Update 15 June 2021
After skipping spring, we now have wonderful summer weather here in the Netherlands. I hope that you are also enjoying nice weather.
In this update we cover:
- Hospitals report positive 2020 results. Good news, but are there dark clouds on the horizon?
- Government provides €1.3 billion extra financing for youth care. Will this be enough to make the sector more attractive?
- Government and key organizations agree to develop 160.000 new housing units for the elderly. How will this be carried out?
Hospitals report positive results for 2020
Thirty-seven Dutch hospitals representing 61% of the revenues of the sector have already published their 2020 annual reports. The average 2020 profitability of these hospitals is 1.4% (ROS). This is the same level of profits as in 2019. As reported at the start of the corona pandemic, the Dutch government and the healthcare insurance companies quickly put in place support mechanisms that provided revenue guarantees and payments to cover extra, corona-related, costs.
As can be seen by the financial results of the larger hospitals the support mechanisms have worked well.

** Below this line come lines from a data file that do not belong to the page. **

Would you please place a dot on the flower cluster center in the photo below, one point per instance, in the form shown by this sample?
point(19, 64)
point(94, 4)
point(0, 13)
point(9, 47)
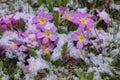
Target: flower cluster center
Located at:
point(47, 34)
point(83, 21)
point(42, 20)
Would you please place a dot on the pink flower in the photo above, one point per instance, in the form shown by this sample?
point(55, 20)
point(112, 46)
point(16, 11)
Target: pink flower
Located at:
point(103, 15)
point(42, 19)
point(80, 37)
point(35, 65)
point(47, 35)
point(84, 20)
point(69, 15)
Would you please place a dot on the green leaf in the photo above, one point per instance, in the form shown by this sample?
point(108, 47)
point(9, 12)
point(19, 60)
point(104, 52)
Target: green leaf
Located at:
point(90, 76)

However, a recent report from KPMG highlights key issues still facing the Dutch hospital sector:
- While 1.4% return on sales is the same as in the last pre-corona year, profitability for the hospital sector is still very low and insufficient
- While hospitals were forced to implement eHealth solutions in 2020, it does not appear that they have structurally increased investments in IT infrastructure that is required for the longer-term implementation of such solutions
- Longer-term profitability for (non-profit) general hospitals will be negatively impacted by loss of patients as care for many patients is moved to specialty clinics (low complex plannable care), university hospitals (highly complex care) and patient homes (chronic care)
- Staffing will be a major problem. Already in 2020 it is estimated that the sector has a shortfall of 55.000 healthcare professionals
It will be interesting times for the Dutch general hospitals in the coming years. What is striking is that many of the challenges for the hospitals translate into opportunities for specialist clinics and start-ups developing new and innovative care solutions (eHealth, etc.)

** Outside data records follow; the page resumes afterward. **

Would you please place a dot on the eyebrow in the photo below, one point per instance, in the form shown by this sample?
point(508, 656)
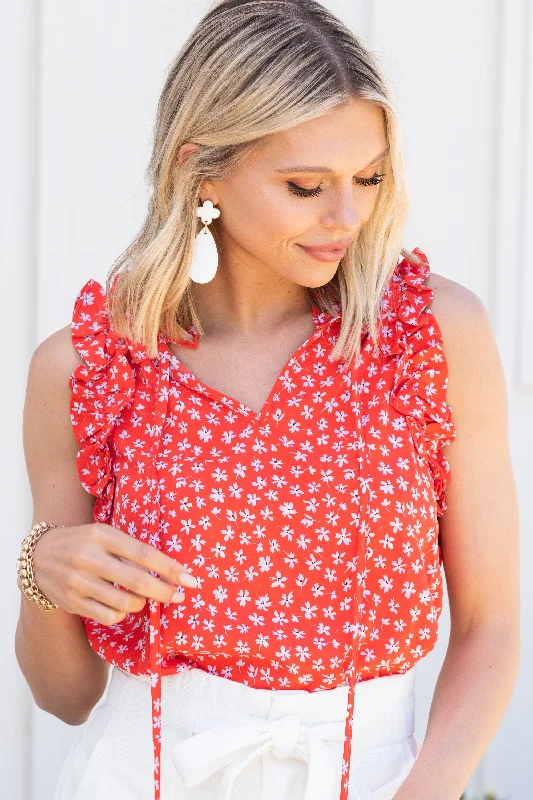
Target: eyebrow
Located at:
point(328, 169)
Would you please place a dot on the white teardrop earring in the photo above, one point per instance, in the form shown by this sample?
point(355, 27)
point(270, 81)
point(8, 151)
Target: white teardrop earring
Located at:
point(205, 257)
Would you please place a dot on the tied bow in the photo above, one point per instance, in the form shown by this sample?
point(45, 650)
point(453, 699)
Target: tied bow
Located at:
point(230, 741)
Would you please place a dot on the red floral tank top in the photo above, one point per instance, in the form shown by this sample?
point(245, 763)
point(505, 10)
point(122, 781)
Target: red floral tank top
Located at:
point(311, 528)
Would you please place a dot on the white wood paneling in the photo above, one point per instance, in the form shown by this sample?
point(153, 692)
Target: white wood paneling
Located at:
point(82, 82)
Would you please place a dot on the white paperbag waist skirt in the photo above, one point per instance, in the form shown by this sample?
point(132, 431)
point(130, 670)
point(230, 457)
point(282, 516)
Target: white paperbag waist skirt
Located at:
point(224, 740)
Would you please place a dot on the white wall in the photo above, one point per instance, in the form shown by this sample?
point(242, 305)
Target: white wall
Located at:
point(80, 83)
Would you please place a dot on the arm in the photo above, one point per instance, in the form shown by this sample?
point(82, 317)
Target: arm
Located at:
point(479, 535)
point(65, 675)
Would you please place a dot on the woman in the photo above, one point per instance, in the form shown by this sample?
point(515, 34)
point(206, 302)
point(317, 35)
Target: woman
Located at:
point(261, 421)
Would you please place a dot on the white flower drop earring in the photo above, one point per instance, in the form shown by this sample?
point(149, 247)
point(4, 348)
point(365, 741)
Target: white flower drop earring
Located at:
point(205, 257)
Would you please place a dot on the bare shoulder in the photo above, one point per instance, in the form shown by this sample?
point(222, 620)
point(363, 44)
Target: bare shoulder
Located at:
point(57, 354)
point(475, 370)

Extra financing for youth care
In the Netherlands social care and youth care is the responsibility of the local municipalities. Municipalities get financing from the central government (often not ear-marked for specific activities) and must purchase domiciliary care and youth care services from operators for its inhabitants. As reported earlier the municipalities are chronically underfunded and attempt to save money by putting pressure on tariffs. This makes youth care an unattractive sector where it is difficult to make sufficient margins. As a result, many operators are reducing their exposure to this sector and waiting lists for children requiring care are growing.
The central government has now agreed to provide extra financing for youth care in 2022. In addition to €0.3 billion provided at the end of last year, the government will provide an additional €1.3 billion. The municipalities are happy with this short-term solution, but the issue also requires a longer-term solution for the following years. According to the Minister of Health, long term solutions will need to be addressed by “structural solutions” such as decisions related to the care to be provided and more regional cooperation.
Currently one in ten children in the Netherlands receive some variation of youth care so a structural reevaluation of the care to be provided and the financing of this care is certainly needed. Effects on commercial providers will be mixed. On the one hand more financing is positive but structural change to sector will mean uncertainty.
160.000 new housing units for the elderly to be built in next ten years
As in other countries the number of elderly people requiring alternative living accommodations (assisted living, nursing homes, etc.) in the Netherlands will explode in the coming years. As we have written in earlier updates meeting the need for new capacity and the refurbishment of existing capacity will require multi-billion annual investments.
The relevant ministries and interest groups representing providers of long-term care, housing corporations, and municipalities have developed and announced a plan that is to lead to 160.000 new housing units focusing on the needs of the elderly by 2031. The plan is meant to result in 25.000 new nursing home units and 60.000 other units to be built within five years. The other units are a mixture of wheelchair-access housing (40.000) and 20.000 clustered living units for the elderly. By 2031 the goal is to have built 110.00 wheelchair-access units, 50.000 clustered units, and 50.000 new nursing home units.
Municipalities are often a bottleneck in the process for developing new elderly-care locations. A key provision in the plan is that municipalities have agreed to develop strategies and plans (in cooperation with housing corporations) for how adequate housing for the elderly can be realized for their senior citizens.
Reaching these goals will be challenging both in the planning and building process and the process of finding the required financing. This will be an exciting opportunity for commercial real estate investors.